[Nada the Lily by H. Rider Haggard]@TWC D-Link book
Nada the Lily

CHAPTER XII
14/22

'There are no ghosts there.

The ghosts live only in their cowardly hearts; there are but wolves.

I know that the bones of my son lie in the cave, for I have seen them in a dream; but, alas! my old limbs are too weak to carry me up the mountain path, and all these are cowards; there is no man among them since the Zulus killed my husband, covering him with wounds!' "Now, I listened, answering nothing; but when all had done, I asked to see the club which should be given to him who dared to face the Amatongo, the spirits who lived in the forest upon the Ghost Mountain.
Then the old woman rose, and creeping on her hands went into the hut.
Presently she returned again, dragging the great club after her.
"Look at it, stranger! look at it! Was there ever such a club ?" And Galazi held it up before the eyes of Umslopogaas.
In truth, my father, that was a club, for I, Mopo, saw it in after days.
It was great and knotty, black as iron that had been smoked in the fire, and shod with metal that was worn smooth with smiting.
"I looked at it," went on Galazi, "and I tell you, stranger, a great desire came into my heart to possess it.
"'How is this club named ?' I asked of the old woman.
"'It is named Watcher of the Fords,' she answered, 'and it has not watched in vain.

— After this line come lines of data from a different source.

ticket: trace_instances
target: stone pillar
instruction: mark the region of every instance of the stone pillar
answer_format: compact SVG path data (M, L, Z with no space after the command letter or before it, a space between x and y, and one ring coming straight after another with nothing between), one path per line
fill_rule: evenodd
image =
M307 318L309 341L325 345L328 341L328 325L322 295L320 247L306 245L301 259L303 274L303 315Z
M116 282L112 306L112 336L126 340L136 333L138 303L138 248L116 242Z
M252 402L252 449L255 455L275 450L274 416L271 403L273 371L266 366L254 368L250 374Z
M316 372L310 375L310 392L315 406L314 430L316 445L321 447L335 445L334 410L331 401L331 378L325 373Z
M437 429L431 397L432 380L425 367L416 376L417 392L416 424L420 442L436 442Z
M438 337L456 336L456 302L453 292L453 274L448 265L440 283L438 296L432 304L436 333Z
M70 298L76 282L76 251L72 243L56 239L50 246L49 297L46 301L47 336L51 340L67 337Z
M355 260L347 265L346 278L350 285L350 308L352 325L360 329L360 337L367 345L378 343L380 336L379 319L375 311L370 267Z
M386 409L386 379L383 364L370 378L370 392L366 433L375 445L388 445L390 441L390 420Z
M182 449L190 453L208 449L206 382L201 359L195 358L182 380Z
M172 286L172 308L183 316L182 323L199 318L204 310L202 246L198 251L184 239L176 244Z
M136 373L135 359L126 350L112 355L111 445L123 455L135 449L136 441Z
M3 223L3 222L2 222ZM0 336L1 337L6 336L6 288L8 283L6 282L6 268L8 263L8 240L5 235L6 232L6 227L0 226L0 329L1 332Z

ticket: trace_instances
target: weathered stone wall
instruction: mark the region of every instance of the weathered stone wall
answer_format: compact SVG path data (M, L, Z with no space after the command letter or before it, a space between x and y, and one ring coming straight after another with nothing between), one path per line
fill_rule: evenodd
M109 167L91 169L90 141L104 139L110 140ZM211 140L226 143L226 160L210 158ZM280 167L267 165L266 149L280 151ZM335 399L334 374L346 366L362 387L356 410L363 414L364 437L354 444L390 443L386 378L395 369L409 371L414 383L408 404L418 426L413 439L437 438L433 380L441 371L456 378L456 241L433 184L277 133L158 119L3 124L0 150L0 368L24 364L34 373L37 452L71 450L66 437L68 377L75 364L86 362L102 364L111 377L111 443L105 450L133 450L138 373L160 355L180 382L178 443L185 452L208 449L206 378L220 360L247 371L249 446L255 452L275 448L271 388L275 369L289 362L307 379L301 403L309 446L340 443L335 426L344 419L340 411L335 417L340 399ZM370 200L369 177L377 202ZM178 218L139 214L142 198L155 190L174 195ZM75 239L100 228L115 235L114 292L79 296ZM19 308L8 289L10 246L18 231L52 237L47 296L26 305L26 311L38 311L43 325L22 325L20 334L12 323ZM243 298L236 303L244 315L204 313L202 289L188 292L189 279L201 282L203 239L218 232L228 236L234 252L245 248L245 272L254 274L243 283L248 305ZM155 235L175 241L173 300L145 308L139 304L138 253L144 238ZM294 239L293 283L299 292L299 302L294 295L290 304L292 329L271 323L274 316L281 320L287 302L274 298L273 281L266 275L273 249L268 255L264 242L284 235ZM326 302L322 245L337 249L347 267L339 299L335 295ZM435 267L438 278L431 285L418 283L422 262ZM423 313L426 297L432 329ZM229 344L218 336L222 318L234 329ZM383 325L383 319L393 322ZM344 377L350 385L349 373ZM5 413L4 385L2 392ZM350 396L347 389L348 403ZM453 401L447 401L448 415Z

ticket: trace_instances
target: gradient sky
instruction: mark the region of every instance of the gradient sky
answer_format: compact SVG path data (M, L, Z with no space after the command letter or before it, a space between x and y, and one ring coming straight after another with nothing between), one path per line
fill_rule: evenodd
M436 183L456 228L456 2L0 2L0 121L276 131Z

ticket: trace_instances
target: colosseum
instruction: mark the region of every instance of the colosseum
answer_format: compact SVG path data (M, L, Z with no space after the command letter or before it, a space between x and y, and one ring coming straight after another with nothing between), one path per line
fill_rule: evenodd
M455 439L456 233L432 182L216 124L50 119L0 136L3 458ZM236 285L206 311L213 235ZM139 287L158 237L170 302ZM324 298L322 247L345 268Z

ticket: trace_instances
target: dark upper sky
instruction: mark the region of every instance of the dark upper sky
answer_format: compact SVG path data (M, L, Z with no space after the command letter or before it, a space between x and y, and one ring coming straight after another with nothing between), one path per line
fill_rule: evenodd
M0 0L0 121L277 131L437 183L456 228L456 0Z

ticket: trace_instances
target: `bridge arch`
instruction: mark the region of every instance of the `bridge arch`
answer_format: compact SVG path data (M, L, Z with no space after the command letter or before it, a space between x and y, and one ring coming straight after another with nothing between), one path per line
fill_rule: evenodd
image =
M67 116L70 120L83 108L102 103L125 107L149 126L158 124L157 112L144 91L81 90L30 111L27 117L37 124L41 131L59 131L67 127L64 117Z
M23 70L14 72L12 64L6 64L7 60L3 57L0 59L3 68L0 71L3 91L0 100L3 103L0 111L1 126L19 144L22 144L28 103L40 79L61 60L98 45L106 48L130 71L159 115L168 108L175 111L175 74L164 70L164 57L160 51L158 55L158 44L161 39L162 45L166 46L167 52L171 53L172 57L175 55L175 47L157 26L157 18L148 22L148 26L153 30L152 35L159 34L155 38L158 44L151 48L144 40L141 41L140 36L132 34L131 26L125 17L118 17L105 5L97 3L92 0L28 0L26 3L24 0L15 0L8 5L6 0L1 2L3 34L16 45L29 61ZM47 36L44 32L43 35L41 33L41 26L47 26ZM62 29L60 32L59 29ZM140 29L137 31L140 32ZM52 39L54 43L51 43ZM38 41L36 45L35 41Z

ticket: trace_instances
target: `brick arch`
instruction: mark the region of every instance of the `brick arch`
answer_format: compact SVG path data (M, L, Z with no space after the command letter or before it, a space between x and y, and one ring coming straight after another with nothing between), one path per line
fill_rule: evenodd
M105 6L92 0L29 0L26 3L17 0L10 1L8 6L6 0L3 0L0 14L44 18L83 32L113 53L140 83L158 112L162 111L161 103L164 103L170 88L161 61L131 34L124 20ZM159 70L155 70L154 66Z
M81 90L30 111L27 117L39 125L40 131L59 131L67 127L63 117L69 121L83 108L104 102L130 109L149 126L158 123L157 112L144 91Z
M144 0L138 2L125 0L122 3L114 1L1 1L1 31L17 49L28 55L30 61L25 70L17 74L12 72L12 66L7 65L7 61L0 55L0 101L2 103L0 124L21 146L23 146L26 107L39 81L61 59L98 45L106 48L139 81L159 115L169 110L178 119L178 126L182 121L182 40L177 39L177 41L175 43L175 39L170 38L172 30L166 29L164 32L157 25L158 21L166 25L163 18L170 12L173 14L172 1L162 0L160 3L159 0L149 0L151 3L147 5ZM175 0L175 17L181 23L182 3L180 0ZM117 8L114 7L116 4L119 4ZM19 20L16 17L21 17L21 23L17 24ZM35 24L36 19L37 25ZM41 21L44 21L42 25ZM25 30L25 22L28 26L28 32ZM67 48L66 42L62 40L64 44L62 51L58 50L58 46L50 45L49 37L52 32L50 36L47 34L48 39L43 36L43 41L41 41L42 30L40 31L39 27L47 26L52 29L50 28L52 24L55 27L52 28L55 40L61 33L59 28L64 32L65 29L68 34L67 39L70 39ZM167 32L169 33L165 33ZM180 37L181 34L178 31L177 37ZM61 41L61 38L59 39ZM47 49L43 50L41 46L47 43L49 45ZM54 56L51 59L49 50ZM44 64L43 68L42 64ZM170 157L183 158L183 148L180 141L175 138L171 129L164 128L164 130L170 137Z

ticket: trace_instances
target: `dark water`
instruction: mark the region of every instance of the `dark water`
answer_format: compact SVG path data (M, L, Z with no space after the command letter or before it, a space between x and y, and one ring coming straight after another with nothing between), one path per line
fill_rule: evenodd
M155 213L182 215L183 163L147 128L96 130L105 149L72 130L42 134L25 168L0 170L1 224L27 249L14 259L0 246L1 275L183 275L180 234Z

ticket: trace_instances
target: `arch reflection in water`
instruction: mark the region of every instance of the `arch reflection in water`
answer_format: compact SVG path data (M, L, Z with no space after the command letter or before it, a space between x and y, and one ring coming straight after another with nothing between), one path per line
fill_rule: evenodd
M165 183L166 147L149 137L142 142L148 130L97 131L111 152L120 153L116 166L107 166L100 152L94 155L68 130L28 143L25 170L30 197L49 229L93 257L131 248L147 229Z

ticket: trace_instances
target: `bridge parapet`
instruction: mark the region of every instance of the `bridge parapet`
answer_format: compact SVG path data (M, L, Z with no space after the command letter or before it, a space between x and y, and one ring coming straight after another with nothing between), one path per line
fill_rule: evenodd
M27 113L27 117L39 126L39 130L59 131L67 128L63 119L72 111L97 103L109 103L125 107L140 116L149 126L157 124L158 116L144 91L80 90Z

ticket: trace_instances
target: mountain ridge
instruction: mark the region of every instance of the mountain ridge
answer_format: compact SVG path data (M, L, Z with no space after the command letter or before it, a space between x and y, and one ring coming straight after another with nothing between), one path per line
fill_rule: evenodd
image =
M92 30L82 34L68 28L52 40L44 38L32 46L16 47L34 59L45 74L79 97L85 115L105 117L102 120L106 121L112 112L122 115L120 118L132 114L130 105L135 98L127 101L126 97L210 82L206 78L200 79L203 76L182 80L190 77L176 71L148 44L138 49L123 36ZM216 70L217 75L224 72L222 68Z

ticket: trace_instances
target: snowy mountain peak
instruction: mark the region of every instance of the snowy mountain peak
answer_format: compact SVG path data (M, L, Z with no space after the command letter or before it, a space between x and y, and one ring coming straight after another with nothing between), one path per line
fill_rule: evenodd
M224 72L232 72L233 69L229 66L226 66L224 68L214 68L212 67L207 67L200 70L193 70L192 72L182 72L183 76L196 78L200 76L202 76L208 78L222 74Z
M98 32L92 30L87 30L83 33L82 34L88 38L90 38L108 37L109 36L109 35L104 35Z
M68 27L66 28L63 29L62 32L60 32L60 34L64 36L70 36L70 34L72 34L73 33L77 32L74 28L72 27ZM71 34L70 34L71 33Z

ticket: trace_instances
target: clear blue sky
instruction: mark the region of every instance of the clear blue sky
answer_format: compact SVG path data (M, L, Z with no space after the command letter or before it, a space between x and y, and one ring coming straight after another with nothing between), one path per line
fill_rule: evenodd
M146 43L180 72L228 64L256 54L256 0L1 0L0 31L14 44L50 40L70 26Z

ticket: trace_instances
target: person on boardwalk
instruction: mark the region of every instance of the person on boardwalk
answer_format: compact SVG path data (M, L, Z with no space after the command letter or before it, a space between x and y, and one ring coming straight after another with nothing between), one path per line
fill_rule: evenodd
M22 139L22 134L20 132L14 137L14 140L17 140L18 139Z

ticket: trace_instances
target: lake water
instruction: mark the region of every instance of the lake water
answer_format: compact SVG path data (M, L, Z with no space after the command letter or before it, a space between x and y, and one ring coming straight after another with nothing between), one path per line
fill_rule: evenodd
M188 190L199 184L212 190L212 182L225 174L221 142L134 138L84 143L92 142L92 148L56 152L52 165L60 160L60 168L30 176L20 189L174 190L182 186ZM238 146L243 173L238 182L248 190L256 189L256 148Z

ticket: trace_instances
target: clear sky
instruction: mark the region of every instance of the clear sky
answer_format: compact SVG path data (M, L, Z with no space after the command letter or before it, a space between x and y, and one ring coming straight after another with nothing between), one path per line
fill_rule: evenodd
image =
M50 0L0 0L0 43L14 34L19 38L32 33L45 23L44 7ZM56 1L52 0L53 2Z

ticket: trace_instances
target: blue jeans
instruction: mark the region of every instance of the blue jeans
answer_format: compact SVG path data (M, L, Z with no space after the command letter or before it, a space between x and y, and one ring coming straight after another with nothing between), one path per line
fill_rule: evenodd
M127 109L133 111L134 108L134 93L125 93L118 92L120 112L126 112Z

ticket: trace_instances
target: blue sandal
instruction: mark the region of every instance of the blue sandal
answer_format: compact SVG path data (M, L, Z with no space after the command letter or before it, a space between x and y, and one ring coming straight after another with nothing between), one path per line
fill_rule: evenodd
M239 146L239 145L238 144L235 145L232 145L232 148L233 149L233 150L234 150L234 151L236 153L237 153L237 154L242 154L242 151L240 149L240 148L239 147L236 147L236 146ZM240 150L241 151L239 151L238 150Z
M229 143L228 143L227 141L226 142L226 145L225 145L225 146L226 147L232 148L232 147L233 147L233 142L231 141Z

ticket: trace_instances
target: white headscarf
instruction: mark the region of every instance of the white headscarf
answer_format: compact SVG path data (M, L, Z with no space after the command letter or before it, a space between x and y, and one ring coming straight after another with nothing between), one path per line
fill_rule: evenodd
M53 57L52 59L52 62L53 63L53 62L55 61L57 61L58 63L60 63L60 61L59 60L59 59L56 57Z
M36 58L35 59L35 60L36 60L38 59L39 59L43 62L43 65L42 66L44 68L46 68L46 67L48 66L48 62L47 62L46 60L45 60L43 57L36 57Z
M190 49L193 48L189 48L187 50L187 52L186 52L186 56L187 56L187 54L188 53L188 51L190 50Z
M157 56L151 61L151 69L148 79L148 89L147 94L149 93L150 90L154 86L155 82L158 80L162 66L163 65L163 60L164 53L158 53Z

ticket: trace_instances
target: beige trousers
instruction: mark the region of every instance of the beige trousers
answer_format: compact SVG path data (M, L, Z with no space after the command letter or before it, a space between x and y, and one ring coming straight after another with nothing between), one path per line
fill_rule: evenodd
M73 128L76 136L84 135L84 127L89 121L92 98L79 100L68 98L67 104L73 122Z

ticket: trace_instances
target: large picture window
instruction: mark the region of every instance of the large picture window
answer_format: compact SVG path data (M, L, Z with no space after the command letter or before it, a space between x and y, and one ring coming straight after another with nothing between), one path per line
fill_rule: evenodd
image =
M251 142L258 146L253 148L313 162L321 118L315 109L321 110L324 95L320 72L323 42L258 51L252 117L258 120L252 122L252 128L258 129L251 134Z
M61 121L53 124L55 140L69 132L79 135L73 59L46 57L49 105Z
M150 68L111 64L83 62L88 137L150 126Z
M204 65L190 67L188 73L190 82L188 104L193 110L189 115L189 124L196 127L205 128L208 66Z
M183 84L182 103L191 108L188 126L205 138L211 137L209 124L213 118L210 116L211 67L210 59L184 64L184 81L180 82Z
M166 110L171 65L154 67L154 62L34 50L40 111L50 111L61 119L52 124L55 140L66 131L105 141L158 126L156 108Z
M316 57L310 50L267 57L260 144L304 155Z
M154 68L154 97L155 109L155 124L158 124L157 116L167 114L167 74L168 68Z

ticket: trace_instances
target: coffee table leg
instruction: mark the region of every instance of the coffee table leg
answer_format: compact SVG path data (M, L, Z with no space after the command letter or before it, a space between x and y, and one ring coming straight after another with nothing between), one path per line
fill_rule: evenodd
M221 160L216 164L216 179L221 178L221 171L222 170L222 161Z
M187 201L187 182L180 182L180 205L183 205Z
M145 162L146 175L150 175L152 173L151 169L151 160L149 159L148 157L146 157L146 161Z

Five men have held that club in war and a hundred-and-seventy-three have given up their lives beneath its strokes.
He who held it last slew twenty before he was slain himself, for this fortune goes with the club--that he who owns it shall die holding it, but in a noble fashion.

There is but one other weapon to match with it in Zululand, and that is the great axe of Jikiza, the chief of the People of the Axe, who dwells in the kraal yonder; the ancient horn-hafted Imbubuzi, the Groan-Maker, that brings victory.